According to a public document available at the meeting and online here, and a letter sent by WDH to providers the provider rate reductions would be done through Resource-Based Relative Value Scale (RBRVS), and Outpatient Prospective Payment System. The document adds that it would eliminate the percentage of billed and other rate-setting methodologies.
Sen. Bruce Burns (R-Sheridan) questioned the impact of the cuts on the provider network and physician’s ability to deliver care at a lower rate at the JAC meeting. Forslund agreed with the concern, but felt he had little choice in order to get to a required budget reduction.
“That is always the danger or risk when you start to reduce rates in the Medicaid program,” Forslund said. “The providers say ‘thank you very much but we won’t take Medicaid patients anymore because they are too expensive to treat.’”
Forslund went on to say the State of Wyoming has the highest participation rate of providers in the Medicaid program nationwide. He added that states such as New Jersey who do not continue to pay high reimbursement rates to providers end up with very low provider participation in Medicaid.
“There is a direct correlation in how much you reimburse versus how many providers won’t take Medicaid patients. The more you reduce your reimbursement rate, the more providers will say they won’t take the Medicaid patients because it doesn’t cover the cost of taking care of them.”
Other ways the Department of Health will cut its budget to spend what it has available is to no longer pay for nursing facility hold/reserve days, physician-administered drugs (j-code) rebates, patient contribution to swing bed and extraordinary nursing home clients.
Physicians are not the only group to be impacted by the round of cuts. Mental health and substance abuse centers will see significant cuts, including over $11 million in reduction of grants to the community mental health centers. Hospitals who accept and treat Title 25 clients waiting for beds in Evanston will be given a 14 percent reduced reimbursement rate. Another $2 million for suicide prevention services will be cut. Developmental pre-schools can expect a $6.7 million cut, while senior centers and care will also see deep cuts.
Among the other cuts to Department of Health programming are ending the state license shelter care, ending the Employed Individuals with Disability Program; Ending the Breast/Cervical coverage for individuals who make 100 percent or more of the federal poverty level; ending the Prescription Drug Assistance Program; ending Adult Vision Coverage and Adult Dental Coverage available to those already in Medicaid.
Forslund also cautioned the JAC that he would not be able to pay for cost overruns in the Title 25 program in 2017-18 without a large increase to the biennium’s $4.4 million budget. Right now, the deficit for that budget in the 2016 biennium is $17 million.

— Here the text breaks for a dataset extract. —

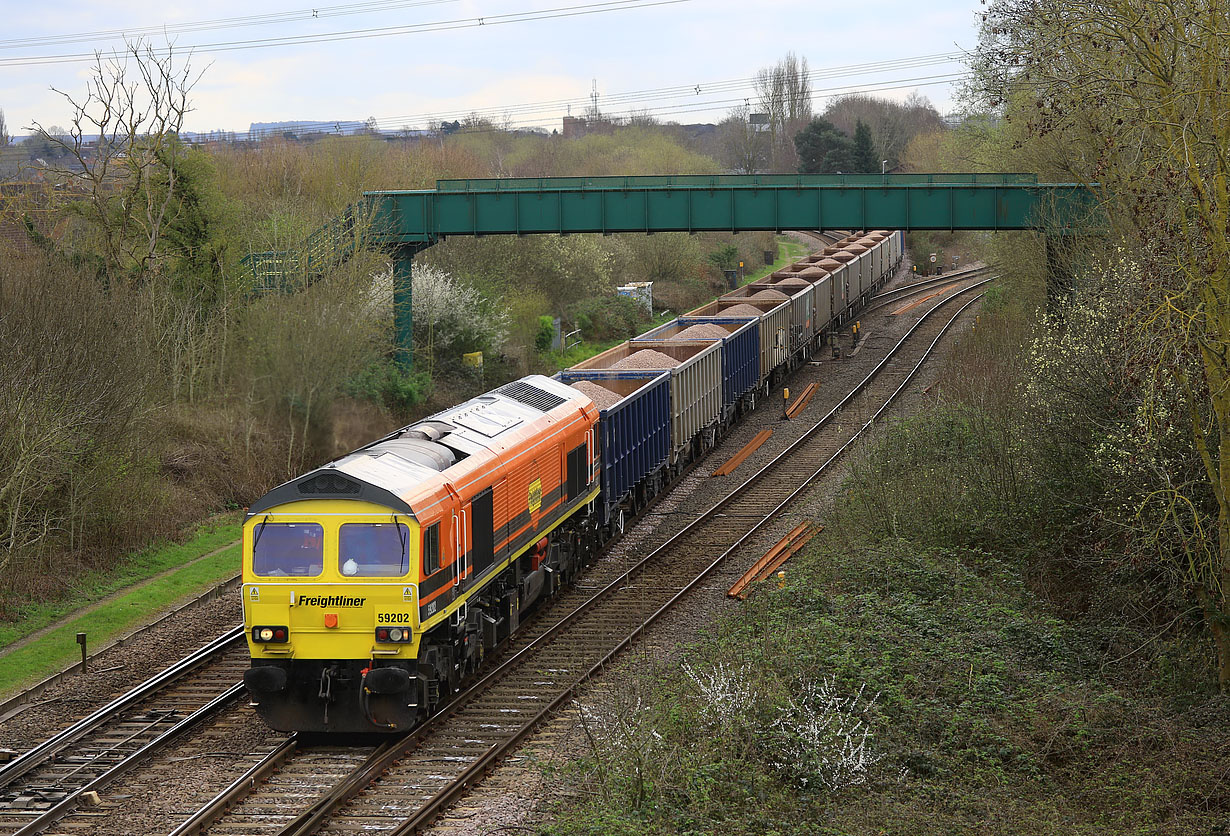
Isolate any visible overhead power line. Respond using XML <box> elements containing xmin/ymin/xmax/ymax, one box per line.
<box><xmin>218</xmin><ymin>70</ymin><xmax>969</xmax><ymax>139</ymax></box>
<box><xmin>0</xmin><ymin>0</ymin><xmax>691</xmax><ymax>66</ymax></box>
<box><xmin>351</xmin><ymin>53</ymin><xmax>962</xmax><ymax>125</ymax></box>
<box><xmin>0</xmin><ymin>0</ymin><xmax>458</xmax><ymax>49</ymax></box>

Some JAC members asked how the state would have been impacted had it accepted Medicaid expansion. A frustrated Forslund said he stood by the numbers he had offered the group in years one, two and three of the expansion effort and said as soon as he makes the cuts he is proposing the ship has sailed on expansion dollars for the state.

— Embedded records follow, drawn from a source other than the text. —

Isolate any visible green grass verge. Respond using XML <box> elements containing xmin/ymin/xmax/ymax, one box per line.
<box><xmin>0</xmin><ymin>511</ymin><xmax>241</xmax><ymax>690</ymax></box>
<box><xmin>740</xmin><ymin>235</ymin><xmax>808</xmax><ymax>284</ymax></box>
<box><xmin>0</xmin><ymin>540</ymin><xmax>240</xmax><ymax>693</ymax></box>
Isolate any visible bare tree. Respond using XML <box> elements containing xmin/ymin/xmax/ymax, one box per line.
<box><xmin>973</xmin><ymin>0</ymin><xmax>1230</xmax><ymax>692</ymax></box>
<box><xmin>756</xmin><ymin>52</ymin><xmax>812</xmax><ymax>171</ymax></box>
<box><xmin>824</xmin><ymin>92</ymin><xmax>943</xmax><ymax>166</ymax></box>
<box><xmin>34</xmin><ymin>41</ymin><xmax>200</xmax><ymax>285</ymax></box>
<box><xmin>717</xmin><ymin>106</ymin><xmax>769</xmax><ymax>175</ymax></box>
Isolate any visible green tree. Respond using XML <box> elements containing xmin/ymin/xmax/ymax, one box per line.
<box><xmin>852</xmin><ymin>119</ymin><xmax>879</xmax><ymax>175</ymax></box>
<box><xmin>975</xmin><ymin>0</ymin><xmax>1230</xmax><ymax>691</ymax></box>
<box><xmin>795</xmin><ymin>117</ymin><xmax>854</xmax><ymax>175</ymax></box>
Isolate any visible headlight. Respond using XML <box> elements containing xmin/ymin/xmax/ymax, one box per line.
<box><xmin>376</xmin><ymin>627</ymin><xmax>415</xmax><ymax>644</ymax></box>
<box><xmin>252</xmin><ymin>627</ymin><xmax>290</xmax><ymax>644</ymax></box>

“(As soon as he makes the cuts official) The money I would have used to pay for the match is gone,” Forslund said. “If we did expansion today it would have benefit. It would benefit the 20,000 plus or minus individuals who would have healthcare coverage. It would help health care providers who are getting hit with rate reductions as a result of these budget cuts. In terms of money to move over for the match, that money is going to be gone because I have to cut $75 million out of my budget.”